Participants in Solicitation
AmerUs Group and its directors, executive officers and certain other members of its management and
employees may be deemed to be participants in the solicitation of proxies from its shareholders in
connection with the proposed transaction. Information regarding the interests of such directors
and executive officers is included in AmerUs Groups Proxy Statement for its 2006 Annual Meeting of
Shareholders filed with the Securities and Exchange Commission on March 29, 2006, and information
concerning all of AmerUs Groups participants in the solicitation will be included in the proxy
statement relating to the proposed transaction when it becomes available. Each of these documents
is, or will be, available free of charge at the Securities and Exchange Commissions web site at
www.sec.gov and from AmerUs Group at www.amerus.com or by directing such request to the address
provided in the section above.
Cautionary Statement Regarding Forward-Looking Statements
This document contains statements which constitute forward-looking statements within the meaning of
the Private Securities Litigation Reform Act of 1995, which include words such as anticipate,
believe, plan, estimate, expect, intend, and other similar and related expressions.

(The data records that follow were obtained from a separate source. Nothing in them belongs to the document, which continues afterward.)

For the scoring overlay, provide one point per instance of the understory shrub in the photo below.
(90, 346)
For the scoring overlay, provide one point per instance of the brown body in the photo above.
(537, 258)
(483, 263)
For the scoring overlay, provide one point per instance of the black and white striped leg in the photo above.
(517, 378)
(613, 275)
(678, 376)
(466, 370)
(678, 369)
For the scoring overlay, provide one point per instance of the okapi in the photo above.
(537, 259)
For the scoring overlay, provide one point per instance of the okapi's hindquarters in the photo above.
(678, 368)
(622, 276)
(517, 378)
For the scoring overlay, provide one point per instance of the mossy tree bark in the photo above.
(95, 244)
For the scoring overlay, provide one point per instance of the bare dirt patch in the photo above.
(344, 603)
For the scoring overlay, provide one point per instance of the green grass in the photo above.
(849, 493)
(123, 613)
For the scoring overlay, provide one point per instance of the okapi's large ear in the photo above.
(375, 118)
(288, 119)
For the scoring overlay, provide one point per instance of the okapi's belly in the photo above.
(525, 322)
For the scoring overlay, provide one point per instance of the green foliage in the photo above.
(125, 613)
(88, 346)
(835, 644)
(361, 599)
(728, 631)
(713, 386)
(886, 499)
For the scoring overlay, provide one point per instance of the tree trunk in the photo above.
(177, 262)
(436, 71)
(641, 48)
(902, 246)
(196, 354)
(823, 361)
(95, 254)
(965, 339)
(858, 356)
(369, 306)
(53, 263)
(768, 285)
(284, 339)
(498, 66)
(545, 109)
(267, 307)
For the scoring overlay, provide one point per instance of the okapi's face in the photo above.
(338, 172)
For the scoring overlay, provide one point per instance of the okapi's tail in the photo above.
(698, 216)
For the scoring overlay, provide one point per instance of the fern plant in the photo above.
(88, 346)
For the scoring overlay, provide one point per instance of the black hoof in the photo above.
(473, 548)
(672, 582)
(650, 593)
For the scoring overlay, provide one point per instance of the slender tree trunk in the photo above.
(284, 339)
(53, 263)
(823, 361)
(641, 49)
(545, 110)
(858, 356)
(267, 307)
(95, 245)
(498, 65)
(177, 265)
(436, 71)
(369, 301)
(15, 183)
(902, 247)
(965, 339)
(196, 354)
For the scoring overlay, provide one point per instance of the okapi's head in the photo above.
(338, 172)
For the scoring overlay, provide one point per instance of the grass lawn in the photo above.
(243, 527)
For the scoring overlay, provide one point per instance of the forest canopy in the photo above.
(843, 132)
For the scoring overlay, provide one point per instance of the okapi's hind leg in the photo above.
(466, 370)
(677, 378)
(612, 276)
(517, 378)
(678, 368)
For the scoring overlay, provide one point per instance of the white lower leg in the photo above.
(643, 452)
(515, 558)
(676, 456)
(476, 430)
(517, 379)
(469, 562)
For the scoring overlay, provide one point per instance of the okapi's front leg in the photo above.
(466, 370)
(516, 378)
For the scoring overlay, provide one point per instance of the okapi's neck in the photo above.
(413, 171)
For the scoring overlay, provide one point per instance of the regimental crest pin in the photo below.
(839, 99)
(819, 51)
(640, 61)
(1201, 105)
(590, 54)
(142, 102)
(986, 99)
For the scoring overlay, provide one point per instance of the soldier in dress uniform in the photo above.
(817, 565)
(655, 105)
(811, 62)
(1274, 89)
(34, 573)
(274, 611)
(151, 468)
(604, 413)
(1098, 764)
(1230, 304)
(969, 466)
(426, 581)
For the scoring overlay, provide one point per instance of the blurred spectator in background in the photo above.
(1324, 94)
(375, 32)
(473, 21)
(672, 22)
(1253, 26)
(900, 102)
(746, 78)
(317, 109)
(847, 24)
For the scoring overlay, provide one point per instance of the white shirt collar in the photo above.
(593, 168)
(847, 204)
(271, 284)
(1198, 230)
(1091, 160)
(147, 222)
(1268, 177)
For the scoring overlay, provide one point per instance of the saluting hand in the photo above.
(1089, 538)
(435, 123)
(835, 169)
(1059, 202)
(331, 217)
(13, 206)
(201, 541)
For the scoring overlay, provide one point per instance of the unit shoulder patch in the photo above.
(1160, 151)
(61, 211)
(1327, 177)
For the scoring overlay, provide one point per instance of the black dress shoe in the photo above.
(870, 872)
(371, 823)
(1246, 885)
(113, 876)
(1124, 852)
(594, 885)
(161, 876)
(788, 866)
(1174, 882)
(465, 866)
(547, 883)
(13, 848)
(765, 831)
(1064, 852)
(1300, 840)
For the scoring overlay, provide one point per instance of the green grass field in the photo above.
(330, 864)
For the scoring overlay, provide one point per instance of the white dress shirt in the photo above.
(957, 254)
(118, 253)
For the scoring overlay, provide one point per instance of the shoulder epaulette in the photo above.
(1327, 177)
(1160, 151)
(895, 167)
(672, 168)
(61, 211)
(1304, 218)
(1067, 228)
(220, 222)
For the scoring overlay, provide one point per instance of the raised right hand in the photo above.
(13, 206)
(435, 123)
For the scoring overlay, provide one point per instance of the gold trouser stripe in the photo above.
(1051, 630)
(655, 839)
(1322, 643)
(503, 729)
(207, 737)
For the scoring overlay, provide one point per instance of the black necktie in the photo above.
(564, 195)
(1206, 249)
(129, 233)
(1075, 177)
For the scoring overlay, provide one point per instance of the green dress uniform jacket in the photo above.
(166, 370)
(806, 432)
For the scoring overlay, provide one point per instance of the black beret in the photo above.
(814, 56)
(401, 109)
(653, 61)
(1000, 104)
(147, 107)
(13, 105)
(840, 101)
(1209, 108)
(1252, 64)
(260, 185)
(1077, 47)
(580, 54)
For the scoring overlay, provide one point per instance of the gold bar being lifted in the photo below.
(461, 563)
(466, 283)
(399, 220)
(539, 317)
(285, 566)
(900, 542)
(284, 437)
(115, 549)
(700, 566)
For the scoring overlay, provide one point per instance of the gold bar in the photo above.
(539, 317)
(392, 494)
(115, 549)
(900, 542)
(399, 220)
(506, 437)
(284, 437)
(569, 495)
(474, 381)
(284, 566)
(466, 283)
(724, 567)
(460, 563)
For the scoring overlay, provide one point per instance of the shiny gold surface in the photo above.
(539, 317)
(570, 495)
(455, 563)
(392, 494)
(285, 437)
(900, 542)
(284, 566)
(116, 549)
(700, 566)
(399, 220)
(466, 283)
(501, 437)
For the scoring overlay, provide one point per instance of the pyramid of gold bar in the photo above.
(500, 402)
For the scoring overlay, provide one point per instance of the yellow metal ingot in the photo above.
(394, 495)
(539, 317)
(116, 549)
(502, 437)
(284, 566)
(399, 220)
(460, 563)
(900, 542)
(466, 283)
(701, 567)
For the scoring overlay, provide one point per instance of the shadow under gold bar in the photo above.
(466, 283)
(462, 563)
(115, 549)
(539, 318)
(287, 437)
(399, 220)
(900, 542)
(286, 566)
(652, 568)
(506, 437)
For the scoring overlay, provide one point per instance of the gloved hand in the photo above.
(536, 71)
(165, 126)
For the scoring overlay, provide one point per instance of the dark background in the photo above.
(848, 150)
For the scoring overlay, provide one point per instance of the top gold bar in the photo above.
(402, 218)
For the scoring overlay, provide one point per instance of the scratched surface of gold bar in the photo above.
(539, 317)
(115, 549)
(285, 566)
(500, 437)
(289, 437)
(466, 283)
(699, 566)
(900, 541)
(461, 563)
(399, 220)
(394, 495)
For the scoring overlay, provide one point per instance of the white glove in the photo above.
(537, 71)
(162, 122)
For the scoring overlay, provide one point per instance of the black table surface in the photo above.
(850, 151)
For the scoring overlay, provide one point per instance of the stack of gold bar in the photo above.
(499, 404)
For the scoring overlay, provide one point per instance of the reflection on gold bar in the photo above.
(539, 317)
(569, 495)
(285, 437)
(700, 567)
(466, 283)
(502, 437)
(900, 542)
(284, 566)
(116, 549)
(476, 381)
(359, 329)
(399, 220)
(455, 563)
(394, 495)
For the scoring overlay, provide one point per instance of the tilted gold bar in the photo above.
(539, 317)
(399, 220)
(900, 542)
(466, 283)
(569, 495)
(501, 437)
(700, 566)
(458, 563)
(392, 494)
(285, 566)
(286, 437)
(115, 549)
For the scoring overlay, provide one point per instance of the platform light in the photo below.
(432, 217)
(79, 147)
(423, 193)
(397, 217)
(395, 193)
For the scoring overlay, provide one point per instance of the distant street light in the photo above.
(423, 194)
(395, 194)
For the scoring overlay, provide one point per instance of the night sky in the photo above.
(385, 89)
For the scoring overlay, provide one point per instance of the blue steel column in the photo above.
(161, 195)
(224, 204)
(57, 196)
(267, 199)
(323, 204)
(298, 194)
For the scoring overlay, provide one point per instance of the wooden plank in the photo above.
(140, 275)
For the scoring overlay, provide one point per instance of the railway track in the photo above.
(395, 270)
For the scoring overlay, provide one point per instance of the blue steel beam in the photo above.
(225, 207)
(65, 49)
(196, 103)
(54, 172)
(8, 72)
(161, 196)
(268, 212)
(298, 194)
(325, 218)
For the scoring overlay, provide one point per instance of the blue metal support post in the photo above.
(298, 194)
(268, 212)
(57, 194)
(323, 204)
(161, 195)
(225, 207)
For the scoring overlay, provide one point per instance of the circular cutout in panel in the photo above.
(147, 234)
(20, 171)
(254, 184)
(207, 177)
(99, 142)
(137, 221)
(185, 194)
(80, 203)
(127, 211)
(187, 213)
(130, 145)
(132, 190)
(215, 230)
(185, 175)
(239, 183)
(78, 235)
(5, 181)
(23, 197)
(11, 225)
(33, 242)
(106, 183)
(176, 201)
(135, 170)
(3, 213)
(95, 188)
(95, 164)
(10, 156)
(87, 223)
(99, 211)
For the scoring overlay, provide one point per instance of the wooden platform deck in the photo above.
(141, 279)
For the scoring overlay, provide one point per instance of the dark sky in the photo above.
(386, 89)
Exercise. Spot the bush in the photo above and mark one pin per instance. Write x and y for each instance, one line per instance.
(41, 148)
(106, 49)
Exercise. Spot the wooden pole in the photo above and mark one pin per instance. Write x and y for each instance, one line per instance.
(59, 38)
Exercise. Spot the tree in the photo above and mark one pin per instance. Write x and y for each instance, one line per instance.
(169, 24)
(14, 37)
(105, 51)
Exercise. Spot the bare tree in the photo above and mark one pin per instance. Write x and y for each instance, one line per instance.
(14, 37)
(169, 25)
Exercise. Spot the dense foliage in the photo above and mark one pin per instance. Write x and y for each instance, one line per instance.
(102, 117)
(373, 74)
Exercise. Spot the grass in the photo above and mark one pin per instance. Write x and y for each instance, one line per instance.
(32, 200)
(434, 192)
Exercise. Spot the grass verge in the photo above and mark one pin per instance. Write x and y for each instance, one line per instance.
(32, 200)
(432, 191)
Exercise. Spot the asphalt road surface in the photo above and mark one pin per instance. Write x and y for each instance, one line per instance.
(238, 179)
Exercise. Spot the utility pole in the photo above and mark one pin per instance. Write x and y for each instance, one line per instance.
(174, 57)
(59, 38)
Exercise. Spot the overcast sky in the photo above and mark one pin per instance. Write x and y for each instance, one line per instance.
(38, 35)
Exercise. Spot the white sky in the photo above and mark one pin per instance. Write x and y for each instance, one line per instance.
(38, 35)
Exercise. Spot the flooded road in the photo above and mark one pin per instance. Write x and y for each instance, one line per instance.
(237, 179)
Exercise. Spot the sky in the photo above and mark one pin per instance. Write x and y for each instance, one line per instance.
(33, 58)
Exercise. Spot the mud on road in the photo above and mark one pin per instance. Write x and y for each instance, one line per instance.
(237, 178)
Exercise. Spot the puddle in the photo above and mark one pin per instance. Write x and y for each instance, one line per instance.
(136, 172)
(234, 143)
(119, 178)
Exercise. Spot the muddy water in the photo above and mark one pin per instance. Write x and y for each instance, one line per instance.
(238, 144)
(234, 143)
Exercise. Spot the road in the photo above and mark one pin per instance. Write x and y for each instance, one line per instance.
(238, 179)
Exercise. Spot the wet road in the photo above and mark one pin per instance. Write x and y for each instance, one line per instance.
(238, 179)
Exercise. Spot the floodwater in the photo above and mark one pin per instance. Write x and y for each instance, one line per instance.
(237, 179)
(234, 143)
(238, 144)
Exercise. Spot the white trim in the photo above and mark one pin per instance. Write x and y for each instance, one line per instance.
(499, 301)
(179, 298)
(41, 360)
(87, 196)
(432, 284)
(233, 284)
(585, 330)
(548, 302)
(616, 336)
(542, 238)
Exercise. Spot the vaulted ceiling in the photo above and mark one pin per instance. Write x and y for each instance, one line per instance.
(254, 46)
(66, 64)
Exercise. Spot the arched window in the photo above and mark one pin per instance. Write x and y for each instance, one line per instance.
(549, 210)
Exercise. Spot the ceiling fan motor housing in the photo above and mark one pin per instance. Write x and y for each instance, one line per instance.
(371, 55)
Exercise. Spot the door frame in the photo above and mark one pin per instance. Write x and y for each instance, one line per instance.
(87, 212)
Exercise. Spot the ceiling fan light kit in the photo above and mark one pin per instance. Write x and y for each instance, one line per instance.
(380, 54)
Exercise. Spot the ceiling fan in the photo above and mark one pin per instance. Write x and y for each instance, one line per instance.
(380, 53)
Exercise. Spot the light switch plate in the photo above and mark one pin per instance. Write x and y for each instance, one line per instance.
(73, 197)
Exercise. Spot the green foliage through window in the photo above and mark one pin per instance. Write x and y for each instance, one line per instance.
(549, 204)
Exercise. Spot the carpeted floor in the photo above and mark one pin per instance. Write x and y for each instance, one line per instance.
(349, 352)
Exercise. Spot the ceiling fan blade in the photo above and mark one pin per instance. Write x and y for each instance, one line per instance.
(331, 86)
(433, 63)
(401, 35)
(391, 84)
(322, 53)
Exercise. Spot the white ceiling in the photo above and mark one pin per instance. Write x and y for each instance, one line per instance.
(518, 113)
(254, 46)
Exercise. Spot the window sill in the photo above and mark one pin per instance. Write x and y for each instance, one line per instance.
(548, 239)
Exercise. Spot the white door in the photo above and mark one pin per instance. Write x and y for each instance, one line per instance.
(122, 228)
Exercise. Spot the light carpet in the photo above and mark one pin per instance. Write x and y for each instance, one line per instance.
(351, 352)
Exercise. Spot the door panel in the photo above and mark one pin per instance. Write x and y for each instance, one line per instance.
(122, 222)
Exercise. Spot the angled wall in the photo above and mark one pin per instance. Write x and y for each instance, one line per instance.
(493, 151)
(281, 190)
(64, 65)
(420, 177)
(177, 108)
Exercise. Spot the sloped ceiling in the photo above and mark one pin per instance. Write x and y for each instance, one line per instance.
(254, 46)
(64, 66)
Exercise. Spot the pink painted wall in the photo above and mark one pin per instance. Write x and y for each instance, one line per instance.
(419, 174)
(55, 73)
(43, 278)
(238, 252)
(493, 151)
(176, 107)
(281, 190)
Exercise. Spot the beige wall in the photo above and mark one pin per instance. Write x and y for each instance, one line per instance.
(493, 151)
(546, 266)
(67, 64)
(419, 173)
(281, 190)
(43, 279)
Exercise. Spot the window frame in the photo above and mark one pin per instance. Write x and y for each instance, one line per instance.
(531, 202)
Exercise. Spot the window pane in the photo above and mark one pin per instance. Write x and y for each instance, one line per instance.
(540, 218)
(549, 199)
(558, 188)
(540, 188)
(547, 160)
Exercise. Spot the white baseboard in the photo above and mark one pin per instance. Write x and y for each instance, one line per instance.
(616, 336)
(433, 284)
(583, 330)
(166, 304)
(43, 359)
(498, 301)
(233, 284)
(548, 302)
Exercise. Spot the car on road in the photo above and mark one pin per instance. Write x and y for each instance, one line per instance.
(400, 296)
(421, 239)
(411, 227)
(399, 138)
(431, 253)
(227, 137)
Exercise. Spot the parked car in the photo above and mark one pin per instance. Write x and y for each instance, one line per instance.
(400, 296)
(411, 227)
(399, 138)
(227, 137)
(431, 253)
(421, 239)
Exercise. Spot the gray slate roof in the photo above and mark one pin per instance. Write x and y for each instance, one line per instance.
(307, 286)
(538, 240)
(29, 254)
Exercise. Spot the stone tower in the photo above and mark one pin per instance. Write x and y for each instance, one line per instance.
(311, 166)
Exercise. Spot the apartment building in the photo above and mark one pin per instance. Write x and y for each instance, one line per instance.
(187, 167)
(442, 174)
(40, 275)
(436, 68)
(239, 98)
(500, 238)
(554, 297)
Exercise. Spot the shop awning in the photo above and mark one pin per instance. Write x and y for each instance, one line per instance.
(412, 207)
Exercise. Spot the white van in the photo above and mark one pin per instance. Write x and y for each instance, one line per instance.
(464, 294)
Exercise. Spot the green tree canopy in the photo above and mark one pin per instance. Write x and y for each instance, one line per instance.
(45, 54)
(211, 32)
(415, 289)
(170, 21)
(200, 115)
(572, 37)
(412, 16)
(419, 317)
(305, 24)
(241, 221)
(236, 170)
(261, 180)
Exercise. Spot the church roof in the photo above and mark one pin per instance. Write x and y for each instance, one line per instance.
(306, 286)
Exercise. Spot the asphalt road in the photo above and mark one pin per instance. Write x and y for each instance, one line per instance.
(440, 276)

Forward-looking statements are made based upon managements current expectations and beliefs
concerning future developments and their potential effects on AmerUs Group. Such forward-looking
statements are not guarantees of future events. Actual results may differ materially from those
contemplated by the forward-looking statements due to, among others, the following factors: (1) the
shareholders of AmerUs Group may not approve and adopt the merger agreement and the transactions
contemplated by the merger agreement at the special shareholder meeting; (2) the parties may be
unable to obtain governmental and regulatory approvals required for the merger, or required
governmental and regulatory approvals may delay the merger or result in the imposition of
conditions that could cause the parties to abandon the merger; (3) the parties may be unable to
complete the merger because, among other reasons, conditions to the closing of the merger may not
be satisfied or waived; or (4) other factors that may be referred to in AmerUs Groups reports
filed with or furnished to the Securities and Exchange Commission from time to time. There can be
no assurance that other factors not currently anticipated by AmerUs Group will not materially and
adversely affect future events. Security holders are cautioned not to place undue reliance on any
forward-looking statements made by AmerUs Group or on its behalf. Forward-looking statements speak
only as of the date the statement was made. AmerUs Group undertakes no obligation to update or
revise any forward-looking statement.